Was ist der Zukunft von Gaza nach der Hamas? die US-Plan ist es, den Streifen anzuvertrauenpalästinensische Autorität, derjenige, der das Westjordanland regiert. „Irgendwann würde es am sinnvollsten sein, dass eine wirksame und wiederbelebte Palästinensische Autonomiebehörde die Führung und letztendlich die Verantwortung für die Sicherheit von Gaza übernimmt“, erklärte US-Außenminister Antony Blinken in den letzten Tagen bei einer Anhörung im Kongress . Die Gründung eines palästinensischen Staates war bereits Teil der Gespräche mit Saudi-Arabien zur Normalisierung der Beziehungen zu Israel. Dies reicht jedoch nicht aus, um die arabischen Verbündeten zu überzeugen, die den US-Widerstand gegen den sofortigen Waffenstillstand öffentlich bestritten haben, sondern auch die Israelis, die nach den grausamen Anschlägen der Hamas vom 7. Oktober immer weniger für zwei Staaten sind.

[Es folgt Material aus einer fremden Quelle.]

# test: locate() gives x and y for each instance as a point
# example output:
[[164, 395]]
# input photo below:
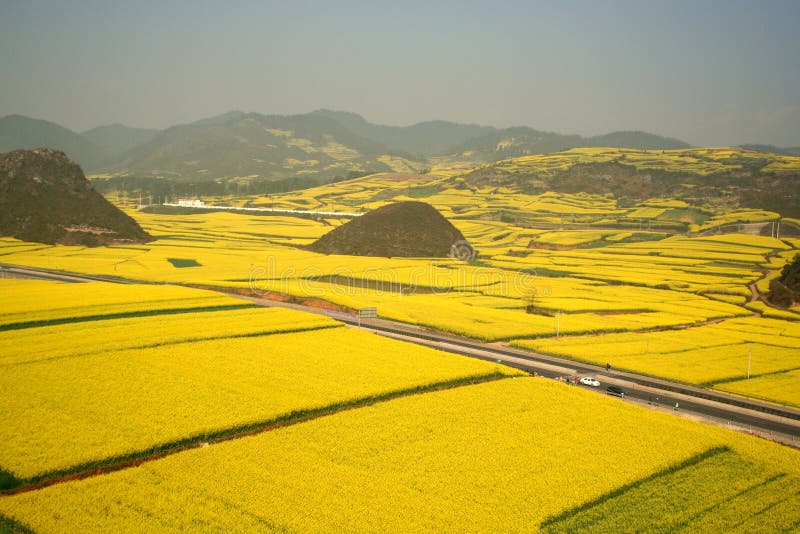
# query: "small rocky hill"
[[785, 290], [45, 198], [402, 229]]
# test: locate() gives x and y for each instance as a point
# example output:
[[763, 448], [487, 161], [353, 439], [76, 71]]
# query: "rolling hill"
[[726, 178], [253, 146], [118, 138], [524, 141], [19, 132]]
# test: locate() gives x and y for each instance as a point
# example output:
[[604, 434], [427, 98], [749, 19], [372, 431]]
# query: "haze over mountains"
[[322, 144]]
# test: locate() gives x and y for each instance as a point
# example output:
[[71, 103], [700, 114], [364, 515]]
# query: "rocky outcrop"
[[402, 229], [45, 198]]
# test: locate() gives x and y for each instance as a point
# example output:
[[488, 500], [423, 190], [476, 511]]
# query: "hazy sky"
[[711, 73]]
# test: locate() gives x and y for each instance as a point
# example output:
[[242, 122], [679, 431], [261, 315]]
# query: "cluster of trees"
[[149, 186]]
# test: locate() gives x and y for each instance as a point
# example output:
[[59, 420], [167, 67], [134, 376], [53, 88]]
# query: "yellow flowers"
[[500, 456], [31, 302], [89, 391]]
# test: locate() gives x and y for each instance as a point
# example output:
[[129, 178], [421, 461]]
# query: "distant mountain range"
[[319, 146]]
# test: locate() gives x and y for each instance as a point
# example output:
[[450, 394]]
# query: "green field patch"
[[707, 492], [180, 263]]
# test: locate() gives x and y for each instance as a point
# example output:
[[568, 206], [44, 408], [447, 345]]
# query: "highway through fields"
[[775, 422]]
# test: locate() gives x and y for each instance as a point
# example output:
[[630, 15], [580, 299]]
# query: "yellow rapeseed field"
[[505, 456]]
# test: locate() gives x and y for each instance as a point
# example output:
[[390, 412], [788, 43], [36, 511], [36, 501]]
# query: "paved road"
[[777, 423]]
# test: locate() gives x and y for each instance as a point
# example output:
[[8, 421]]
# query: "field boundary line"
[[22, 325]]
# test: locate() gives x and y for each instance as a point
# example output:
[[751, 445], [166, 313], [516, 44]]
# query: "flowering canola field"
[[510, 455], [68, 403]]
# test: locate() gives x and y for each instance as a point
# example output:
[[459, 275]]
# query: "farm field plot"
[[77, 405], [33, 303], [431, 462], [624, 282], [103, 336]]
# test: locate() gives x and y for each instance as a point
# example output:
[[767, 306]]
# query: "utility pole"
[[749, 359], [558, 323]]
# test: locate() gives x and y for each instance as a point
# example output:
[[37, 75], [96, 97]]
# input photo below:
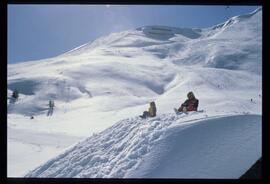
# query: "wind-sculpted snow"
[[115, 77], [167, 146]]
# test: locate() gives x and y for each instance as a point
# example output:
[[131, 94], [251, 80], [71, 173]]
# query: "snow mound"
[[169, 145]]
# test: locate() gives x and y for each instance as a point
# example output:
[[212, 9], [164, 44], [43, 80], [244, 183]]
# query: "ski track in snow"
[[122, 147], [114, 78]]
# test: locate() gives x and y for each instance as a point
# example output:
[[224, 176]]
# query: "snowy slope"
[[168, 146], [115, 77]]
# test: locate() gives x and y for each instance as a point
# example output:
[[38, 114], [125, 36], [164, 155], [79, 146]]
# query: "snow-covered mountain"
[[113, 79]]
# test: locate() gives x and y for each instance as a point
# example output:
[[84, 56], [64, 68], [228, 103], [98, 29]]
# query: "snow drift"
[[115, 77], [167, 146]]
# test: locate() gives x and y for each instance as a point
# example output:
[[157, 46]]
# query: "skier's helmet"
[[190, 95]]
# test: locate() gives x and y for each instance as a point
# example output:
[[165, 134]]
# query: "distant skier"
[[51, 106], [191, 104], [152, 110]]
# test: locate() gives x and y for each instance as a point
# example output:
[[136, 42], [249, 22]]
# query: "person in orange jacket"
[[152, 110], [191, 104]]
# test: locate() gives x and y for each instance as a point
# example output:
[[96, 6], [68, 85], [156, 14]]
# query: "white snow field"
[[100, 88]]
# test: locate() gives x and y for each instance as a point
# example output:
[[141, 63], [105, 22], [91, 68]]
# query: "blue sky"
[[43, 31]]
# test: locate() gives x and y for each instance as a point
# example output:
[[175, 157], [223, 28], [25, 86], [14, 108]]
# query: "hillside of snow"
[[114, 78], [168, 146]]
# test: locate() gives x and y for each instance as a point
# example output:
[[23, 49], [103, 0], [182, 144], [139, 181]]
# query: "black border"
[[3, 95]]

Blinkens Mission im Nahen Osten
Das Weiße Haus vollzieht – durch den Chef der US-Diplomatie – einen Drahtseilakt, um den Konflikt im Nahen Osten zu bewältigen. Nach Tel Aviv ging Blinken mit Vertretern von darüber, um darüber zu sprechen Jordanien, Ägypten, Katar, Saudi-Arabien, Libanon e palästinensische Autorität. Am Ende der Gespräche wurden jedoch bei der Pressekonferenz die Distanzen deutlich. Die Außenminister Ägyptens und Jordaniens, Sameh Shoukry und Ayman Safadi, forderten einen sofortigen Waffenstillstand: „Jede Rakete, die einschlägt, nimmt den Frieden und erzeugt eine weitere Generation von Hass.“ Der US-Sekretär antwortete, dass „ein Waffenstillstand jetzt der Hamas nur helfen würde, sich neu zu organisieren und auf einen weiteren 7. Oktober vorzubereiten“, und führte die Formel der „humanitären Pausen“ ein, zeitlich begrenzte Waffenstillstände, die auf die Durchleitung und Verteilung von Hilfsgütern an die Zivilbevölkerung abzielen. Am Ende der Konferenz reiste der amerikanische Außenminister in die Türkei, nachdem Präsident Erdogan den Botschafter abgezogen und Israel zum „Kriegsverbrecher vor aller Welt“ erklärt hatte. Und mit diesen Prämissen wird es immer schwieriger, an die Zukunft zu denken.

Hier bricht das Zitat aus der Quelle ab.